«Тезей», вышедший в 1946 году, рассматривается как духовное завещание своего создателя. Замысел этой небольшой повести пришел к ее автору в Тунисе, во время войны. Кронпринц молодой страны, как неловкий и с дурными манерами гость — в старой — примерно в таких выражениях рассказывал автор друзьям о новой книге.
Повесть написана от первого лица и представляет собой исповедь старого Тезея, царя и основателя Афин, «столицы духа». Тезей начинает рассказ с поисков под камнем оружия, оставленного Эгеем, и доводит его до встречи со слепым Эдипом, пришедшим в Афины из Фив. Большая же часть повествования посвящена критским приключениям.
Расхождения с традиционной мифологией, кажется, невелики, а, если бы они и оказались значительными, было бы несправедливым лишить старого писателя, прожившего насыщенную и свободную жизнь, права на его собственную точку зрения.
Царские лилии, фрагмент росписи Кносса
«Каждый из нас, чья душа во время последнего взвешивания, не будет оценена слишком легкой, живет не вполне своей жизнью», — говорил Жид словами Дедала. Не значит ли это, что даже будучи полностью свободным, человек живет не вполне своей жизнью? И, следовательно, все, что говорит человек, есть ложь по определению, всего только обоснование собственных ошибок? В лапидарном по-александрийски, хотя и довольно живописном повествовании, слово лишь отчасти исполняет описательные функции, являясь скорее толчком к размышлению, к медитативному дописыванию картины самим читателем. Опытный автор не снисходит до того, чтобы давать ответы — по определению ложные. Он всего лишь ставит вопросы, преимущественно завуалированные, и остается поэтому кристально честен перед читателем.
Дж. Ф. Уоттс, Минотавр, 1885, Tate Gallery, Лондон
«Стыдно, видите ли, не соображать, где начинается и где кончается бог», — укоряет Пасифая, но она же замечает затем: «Уверяю вас, о Тезей, что в тот момент это было божество. Вам, поскольку, превосходно известно, что мой бык не был обычным животным».

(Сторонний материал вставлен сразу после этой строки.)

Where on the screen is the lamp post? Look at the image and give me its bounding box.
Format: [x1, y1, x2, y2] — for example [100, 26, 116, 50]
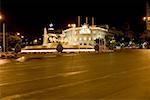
[3, 23, 6, 52]
[0, 14, 6, 52]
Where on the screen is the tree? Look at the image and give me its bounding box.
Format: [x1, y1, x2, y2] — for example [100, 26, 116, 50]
[0, 33, 21, 51]
[56, 43, 63, 53]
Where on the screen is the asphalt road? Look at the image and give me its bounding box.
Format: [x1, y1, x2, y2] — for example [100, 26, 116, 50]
[0, 50, 150, 100]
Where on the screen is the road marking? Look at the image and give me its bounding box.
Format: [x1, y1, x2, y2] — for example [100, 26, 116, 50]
[0, 59, 10, 65]
[62, 70, 88, 77]
[0, 74, 61, 87]
[2, 75, 111, 100]
[0, 70, 87, 87]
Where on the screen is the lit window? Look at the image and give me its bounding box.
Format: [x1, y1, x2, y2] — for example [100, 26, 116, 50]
[89, 37, 91, 41]
[79, 38, 82, 41]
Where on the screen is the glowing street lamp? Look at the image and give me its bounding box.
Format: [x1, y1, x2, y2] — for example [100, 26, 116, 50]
[0, 14, 5, 52]
[0, 15, 3, 20]
[143, 17, 150, 21]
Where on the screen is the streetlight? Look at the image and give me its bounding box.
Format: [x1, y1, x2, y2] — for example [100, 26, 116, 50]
[0, 14, 6, 52]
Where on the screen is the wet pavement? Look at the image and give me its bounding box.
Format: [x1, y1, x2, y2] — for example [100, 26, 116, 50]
[0, 49, 150, 100]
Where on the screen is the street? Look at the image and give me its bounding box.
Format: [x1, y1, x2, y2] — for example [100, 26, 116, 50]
[0, 49, 150, 100]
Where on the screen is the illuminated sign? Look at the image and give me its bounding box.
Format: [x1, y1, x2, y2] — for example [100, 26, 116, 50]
[80, 25, 91, 34]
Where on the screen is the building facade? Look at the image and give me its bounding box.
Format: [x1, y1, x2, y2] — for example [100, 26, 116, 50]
[43, 17, 108, 48]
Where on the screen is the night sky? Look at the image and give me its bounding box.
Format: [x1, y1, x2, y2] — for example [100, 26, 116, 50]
[1, 0, 146, 35]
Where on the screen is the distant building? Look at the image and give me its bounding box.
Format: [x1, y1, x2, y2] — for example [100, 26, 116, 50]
[43, 16, 108, 48]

Грани между божественным и человеческим, человеческим и животным и, тем более, между божественным и животным нечетки, легко преодолимы. В размытости очертаний, перетекаемости смыслов и линий и заключается магия античности.
Акробат, Кносс
«Я был ветром и волной, я был растением, я был птицей», — говорит А. Жид от лица Тезея, почти дословно повторяя магическую формулу-заклинание древних посвященных поэтов.
«Сначала следует понять, кто ты такой», — поучает зрелый, сделавший выбор Тезей своего сына Ипполита. Натренированное долгими годами беллетристистических трудов воображение позволяет писателю ощутить себя царем. Оно же заставляет его героя — законного царя — быть по сути простым обывателем. Тезей Еврипида и Сенеки — классический герой, Тезей Плутарха — государственный муж. Тезей Андре Жида — добрый буржуа, побуйствовавший в молодости, резонерствующий в зрелые годы. Был ли его выбор свободным? — разумеется, нет. К выбору его подтолкнул смертный отец, меж тем, как отец божественный, как будто, ничего от него не требовал. А. Жид, впрочем, никак не комментирует тот факт, что все разбойники, с которыми расправился Тезей по пути в Афины, были сыновьями или внуками Посейдона. Воздержимся от комментариев и мы. Тезей же, наделенный здравым буржуазным смыслом, превосходно понимал, что ни к чему призывать к божественной помощи, если вполне можно обойтись своими силами, что он благополучно и проделал во время испытания, устроенного ему Миносом. Более того, «люди, когда они обращаются к богам, не знают, что это чаще всего к их несчастью, когда боги внимают их мольбам», — говорит убитый горем Тезей, потеряв любимого сына.
Так называемая «змеиная богиня», Крит
Буржуазность есть особый вид слепоты, противопоставлямый в конце книги телесной слепоте Эдипа. «Мне казалось странным все чуждое: наряды, обычаи, манера поведения, мебель (у моего отца почти — то и не было мебели), орудия и способы обращения с ними, — повествует Тезей о своем пребывании на Крите, — …я привык есть, поднося пищу ко рту собственными руками, и эти легкие вилочки из металла или точеной кости, эти ножики, которые употреблялись для разрезания мяса, были мне тяжелее и несподручнее в обращении, чем самое тяжелое оружие.»